US copyright laws, "designed decades before the Web was ever conceived, have tied file sharing – and many other Internet technologies – in knots," says Sternstein, going on:
"The traditional holders of copyrighted material have dug in for a long fight against any loosening of the laws. In 1998, after intense lobbying from The Walt Disney Co. and other companies, the U.S. Congress passed a law making corporate copyrights good for 95 years and those owned by individuals good for 70 years past the creator’s death.
"In January, the U.S. Supreme Court extended that law for another 20 years. But if the old-liners continue to get their way, the public domain in the U.S. will virtually disappear.
"And early-stage Internet innovations from digital music stores to virtual actors will forever be stuck behind legal firewalls."
She points out that an RIAA (Recording Industry Association of America) spokesman claims two billion songs worldwide are downloaded illegally every month; software developers such as Microsoft say the industry loses more than $10 billion per year to illegal software; the MPAA (Motion Picture Association of America) puts piracy losses in the US at more than $3 billion per year; and, according to lobbyists BSA (Business Software Alliance), a ten-point drop in worldwide piracy over the next four years would add 1.5 million jobs and $400 billion in additional economic growth.

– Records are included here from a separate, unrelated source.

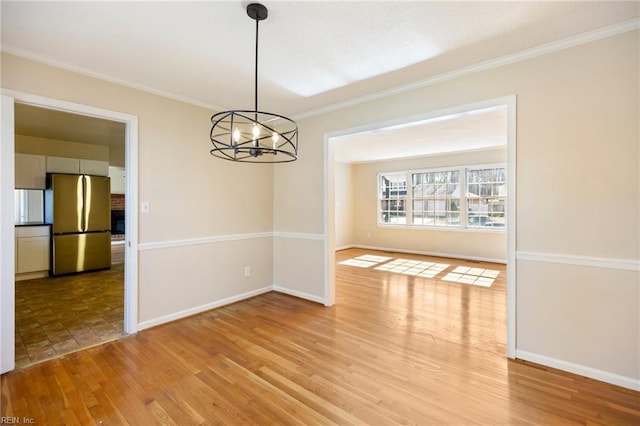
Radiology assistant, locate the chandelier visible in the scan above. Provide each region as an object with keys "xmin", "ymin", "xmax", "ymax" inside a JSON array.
[{"xmin": 210, "ymin": 3, "xmax": 298, "ymax": 163}]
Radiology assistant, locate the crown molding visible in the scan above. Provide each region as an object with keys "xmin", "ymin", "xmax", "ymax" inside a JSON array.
[
  {"xmin": 0, "ymin": 47, "xmax": 223, "ymax": 111},
  {"xmin": 292, "ymin": 18, "xmax": 640, "ymax": 120},
  {"xmin": 0, "ymin": 18, "xmax": 640, "ymax": 120}
]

And don’t forget lawsuits, "against both the downloaders and the Internet service providers that transmit their booty," are piling up, Sternstein says.

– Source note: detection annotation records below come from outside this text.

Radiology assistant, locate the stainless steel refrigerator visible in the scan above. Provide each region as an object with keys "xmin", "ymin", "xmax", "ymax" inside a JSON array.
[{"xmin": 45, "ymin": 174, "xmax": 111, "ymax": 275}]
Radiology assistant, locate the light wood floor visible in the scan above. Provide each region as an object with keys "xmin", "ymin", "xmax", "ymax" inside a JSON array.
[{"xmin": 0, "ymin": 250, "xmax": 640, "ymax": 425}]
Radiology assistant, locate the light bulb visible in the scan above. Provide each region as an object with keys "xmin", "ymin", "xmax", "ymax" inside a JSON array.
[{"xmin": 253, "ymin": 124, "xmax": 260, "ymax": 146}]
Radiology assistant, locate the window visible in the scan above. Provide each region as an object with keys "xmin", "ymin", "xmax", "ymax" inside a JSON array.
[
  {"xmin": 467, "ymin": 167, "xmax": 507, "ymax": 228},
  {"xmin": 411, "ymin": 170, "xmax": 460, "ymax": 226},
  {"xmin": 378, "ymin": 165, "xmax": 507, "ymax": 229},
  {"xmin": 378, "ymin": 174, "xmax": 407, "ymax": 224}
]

DRM (digital rights management) control technology essentially assigns usage rights and fees to everything from entertainment to e-mails to medical records, the Forbes story emphasises. But in the end the protection of content and jobs depends on collaboration between producers and distributors – something else everyone but the international corporate community accepted many moons ago.
There may not be any consensus on how to control distribution and licensing of content, but most agree that it’s a train that can’t be stopped, says Sternstein, adding:
"History shows that conventional media reflexively shuns novel technology. In 1908, a music publisher sued a player piano company. The Supreme Court ruled that making piano rolls was not close enough to publishing music to be prohibited. In 1984, Universal City Studios and Walt Disney Productions took the VCR to court. There, the judges decided that taping TV programs at home was fair use, to the glee of VCR and Betamax makers and owners.
"Hanson, the teen group behind the hit song ‘Mmmbop,’ launched a Web site during the Web’s music infancy. Six years later -with a new album and tour – the brothers still support online music. ‘Whether it’s a tax or 99 cents for a song, we gotta work something out,’ says 18-year-old Zac Hanson.
"Somewhere in the middle of cyberspace, the kids and the grown-ups have to lay down some ground rules. Even the U.S. Constitution was a compromise."